Flash forward two years and the family has moved from the remote inland village to "seaside resort". My parents were owners/managers of a motel and teaching part time. Sundays were spent working in one form or another except during the six months late October to late April. Over those summer months, Sunday was yachting. Down the hill from us, was a Baptist Childrens' Camp. The seniors from the camp over the Christmas New Year period would hold "open classes" for kids on the beach. It was quite a good idea in some respects. Nail the kids down there, get them involved and then mum and dad have some time to themselves. Someone, my mother I think, thought it a good idea of we spent some of our summer holidays at the week long live in course that they held. That was where I had my first experience of serious proselytising - in the form of three boys trying their best to "convert" me. My major puzzlement was "...Into what?
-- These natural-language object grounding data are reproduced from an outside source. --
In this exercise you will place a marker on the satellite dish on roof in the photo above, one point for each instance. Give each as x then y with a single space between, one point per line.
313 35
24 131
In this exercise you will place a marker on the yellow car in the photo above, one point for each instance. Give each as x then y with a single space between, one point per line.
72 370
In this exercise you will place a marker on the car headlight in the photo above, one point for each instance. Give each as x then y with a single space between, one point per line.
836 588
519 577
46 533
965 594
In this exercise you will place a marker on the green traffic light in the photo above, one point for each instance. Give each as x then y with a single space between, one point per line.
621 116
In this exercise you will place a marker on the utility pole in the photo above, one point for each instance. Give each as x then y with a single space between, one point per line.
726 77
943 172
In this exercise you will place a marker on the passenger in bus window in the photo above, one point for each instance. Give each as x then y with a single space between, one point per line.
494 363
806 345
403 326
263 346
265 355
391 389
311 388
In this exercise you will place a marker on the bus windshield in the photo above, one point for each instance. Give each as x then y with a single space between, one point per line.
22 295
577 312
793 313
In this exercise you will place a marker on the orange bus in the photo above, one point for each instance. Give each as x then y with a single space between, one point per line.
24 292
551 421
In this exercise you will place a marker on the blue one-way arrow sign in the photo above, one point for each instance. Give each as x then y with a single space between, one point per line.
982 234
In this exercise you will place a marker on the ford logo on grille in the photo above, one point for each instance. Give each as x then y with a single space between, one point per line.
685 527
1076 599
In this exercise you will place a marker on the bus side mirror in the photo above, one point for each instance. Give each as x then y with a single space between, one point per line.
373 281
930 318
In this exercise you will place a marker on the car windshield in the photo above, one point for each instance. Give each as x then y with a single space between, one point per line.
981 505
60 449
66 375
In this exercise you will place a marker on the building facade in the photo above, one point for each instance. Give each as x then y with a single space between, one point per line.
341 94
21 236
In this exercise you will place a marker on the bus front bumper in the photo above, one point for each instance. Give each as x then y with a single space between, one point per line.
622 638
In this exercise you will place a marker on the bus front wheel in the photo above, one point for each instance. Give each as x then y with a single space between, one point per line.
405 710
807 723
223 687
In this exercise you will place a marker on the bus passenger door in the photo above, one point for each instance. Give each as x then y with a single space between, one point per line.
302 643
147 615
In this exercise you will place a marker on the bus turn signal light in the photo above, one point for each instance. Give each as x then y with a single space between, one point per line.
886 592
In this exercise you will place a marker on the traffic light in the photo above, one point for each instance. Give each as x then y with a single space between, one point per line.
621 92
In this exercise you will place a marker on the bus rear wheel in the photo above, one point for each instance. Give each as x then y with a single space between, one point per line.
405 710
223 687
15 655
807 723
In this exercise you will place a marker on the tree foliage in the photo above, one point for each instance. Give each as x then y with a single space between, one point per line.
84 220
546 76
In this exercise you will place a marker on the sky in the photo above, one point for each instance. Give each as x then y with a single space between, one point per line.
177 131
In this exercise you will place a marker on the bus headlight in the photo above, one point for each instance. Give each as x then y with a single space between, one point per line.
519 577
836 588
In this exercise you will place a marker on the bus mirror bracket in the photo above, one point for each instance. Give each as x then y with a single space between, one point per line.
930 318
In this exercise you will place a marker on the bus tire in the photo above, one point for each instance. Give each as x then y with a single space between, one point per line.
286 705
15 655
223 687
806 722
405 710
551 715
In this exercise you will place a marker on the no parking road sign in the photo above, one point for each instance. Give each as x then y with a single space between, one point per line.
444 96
A toad?" After two late night sessions I think that I was given up as a hopeless case obviously on a fast track to hell.

Flash forward another two or three years. From somewhere came a paperback copy of Aldous Huxley's The Perennial Philosophy. Now that did have an impact. I read it until the binding collapsed. The proposition that Huxley was threading was the commonality of principles between the major religions. That led me into totally new realms of thought, belief and ideas. If you had asked at that time what religion I followed I would probably have said "Bhuddist". Looking back I know that answer would be given solely for impact. In substance I was no more Bhuddist than Christian.

So, there we have me at the age of thirteen or fourteen; what the "missionaries" would probably call "a rudderless ship".

I was (still am when I get the chance) also a voracious reader. Anything and everything in print that came my way. Included in that bunch was the Britannica "The Great Ideas" books. Everything from the ancient Greeks who I found understandable to Freud and Jung who were unintelligible.

Out of that melange was the formative stages of where I am now. Foremost in my mind the principles of honesty, virtue, and selflessness. Score me two out of three on those. Well, make it one and two halfs if you must. It was also based upon the security of living at home, caring parents, and a lifestyle that city kids would kill for.

That was destroyed with the death of my mother when I was 16. That was the first point in the "learning curve of life" to be put in place by my father. "Be sad, it is right. Remember, that is right too. But there is a point where you have to return to your life." After one last year at school, I was dispatched to Auckland to live my own life. My 17th birthday presents were a very large suitacase, a one way bus ticket, and a loan of $20, equivalent to $200 present day.

Thus was a very naive and really quite shy person let loose on this world. I very quickly learned that honesty, virtue and selflessness does not get you very far unless mixed with equal amounts of cynicism and reality. Learning that took me perhaps another two years.